Understanding that association and prediction studies are not mutually exclusive, we used these approaches in conjunction with one another by combining information from the population and the individual levels. The superior model performance from the GWAS+ML-based biomarkers model illustrates that ML-based approaches could be employed as another approach in detecting collective effects of variants on complex traits57, thus aiding GWAS in identifying novel biomarkers. From these, incorporating the ML-identified candidate biomarkers into the three GWAS-identified candidate biomarkers from Supplementary Table S4 online suggests that ML is useful in the post-GWAS analysis57. Ultimately, the high performance attained by the GWAS+ML-based biomarkers model highlights the synergy of GWAS and ML in translating scientific discoveries into clinical and practical use.

Conclusion

Acknowledging that association and prediction studies may offer complementary insights into disease mechanisms, we leveraged information at the individual and population levels to improve model performance. Iteratively adding ML-identified candidate biomarkers into the pool of the three most statistically significant GWAS-identified candidate biomarkers resulted in a considerable improvement in the model performance, attaining a maximum accuracy, sensitivity, precision, and AUC of 90%, 90%, 89%, and 0.90, respectively.

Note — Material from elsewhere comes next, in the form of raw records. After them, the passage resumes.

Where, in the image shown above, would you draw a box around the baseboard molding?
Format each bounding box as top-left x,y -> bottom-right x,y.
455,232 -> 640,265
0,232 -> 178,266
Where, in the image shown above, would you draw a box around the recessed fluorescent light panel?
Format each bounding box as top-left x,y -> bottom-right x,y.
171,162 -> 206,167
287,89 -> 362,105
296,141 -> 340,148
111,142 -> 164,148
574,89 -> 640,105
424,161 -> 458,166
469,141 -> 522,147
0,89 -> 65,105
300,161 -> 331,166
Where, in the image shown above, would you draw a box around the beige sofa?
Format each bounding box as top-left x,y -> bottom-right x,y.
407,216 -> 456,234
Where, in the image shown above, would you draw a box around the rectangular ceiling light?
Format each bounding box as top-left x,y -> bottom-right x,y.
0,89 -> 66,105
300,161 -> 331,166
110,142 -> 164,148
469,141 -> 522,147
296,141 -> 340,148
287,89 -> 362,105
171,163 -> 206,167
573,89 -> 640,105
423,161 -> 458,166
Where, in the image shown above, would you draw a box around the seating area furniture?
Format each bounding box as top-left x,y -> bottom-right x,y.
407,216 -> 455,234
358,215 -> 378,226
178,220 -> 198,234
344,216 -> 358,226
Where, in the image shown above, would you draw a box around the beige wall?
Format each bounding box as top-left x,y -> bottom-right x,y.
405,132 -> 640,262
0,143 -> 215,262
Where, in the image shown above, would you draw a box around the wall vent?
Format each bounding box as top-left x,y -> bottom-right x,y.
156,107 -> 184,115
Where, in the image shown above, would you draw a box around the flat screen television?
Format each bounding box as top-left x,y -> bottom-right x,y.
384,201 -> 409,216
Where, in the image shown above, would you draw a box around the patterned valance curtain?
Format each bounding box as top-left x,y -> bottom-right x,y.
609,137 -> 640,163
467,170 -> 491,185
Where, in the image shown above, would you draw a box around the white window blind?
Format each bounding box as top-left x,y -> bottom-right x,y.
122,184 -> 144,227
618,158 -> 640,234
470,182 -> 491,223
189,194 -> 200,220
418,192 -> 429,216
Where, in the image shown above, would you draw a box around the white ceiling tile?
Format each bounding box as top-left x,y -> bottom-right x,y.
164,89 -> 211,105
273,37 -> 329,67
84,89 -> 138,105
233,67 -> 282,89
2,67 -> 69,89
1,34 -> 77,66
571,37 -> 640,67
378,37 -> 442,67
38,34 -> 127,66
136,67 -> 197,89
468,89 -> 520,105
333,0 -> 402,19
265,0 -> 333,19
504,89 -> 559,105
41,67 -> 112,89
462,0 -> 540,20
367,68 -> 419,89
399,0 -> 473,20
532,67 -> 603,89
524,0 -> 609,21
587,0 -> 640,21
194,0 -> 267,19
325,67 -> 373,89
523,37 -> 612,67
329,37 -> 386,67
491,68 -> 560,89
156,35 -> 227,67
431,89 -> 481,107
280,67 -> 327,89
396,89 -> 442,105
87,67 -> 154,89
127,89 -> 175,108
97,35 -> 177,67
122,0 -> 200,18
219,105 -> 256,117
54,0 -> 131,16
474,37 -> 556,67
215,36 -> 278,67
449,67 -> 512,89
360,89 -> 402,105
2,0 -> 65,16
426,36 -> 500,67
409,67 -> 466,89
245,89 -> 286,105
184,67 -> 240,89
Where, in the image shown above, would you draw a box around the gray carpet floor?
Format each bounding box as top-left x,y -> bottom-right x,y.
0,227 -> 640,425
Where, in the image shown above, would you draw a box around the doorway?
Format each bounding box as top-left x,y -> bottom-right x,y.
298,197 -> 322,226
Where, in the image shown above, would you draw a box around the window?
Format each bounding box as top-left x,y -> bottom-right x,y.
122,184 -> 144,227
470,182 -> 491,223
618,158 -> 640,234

Extensive validation of all findings in the study is imperative in developing a robust and reliable personalized disease risk assessment through ML. To ensure the reliability of the proposed method, we recommend conducting validation studies that assess the utility of combining information from population and individual levels across various disease types and populations. Findings from this study are specific to the Korean cohort, and therefore, their generalizability necessitates further investigation. Verifying the biological mechanisms underlying GWAS-identified candidate biomarkers and ML-identified candidate biomarkers is also recommended to ensure that the identified biomarkers accurately indicate the phenotype. Without a clear understanding of the fundamental biology, biomarkers indicative of a phenotype may be inaccurate and unreliable, and their subsequent use in prognosis and diagnosis could be misguided.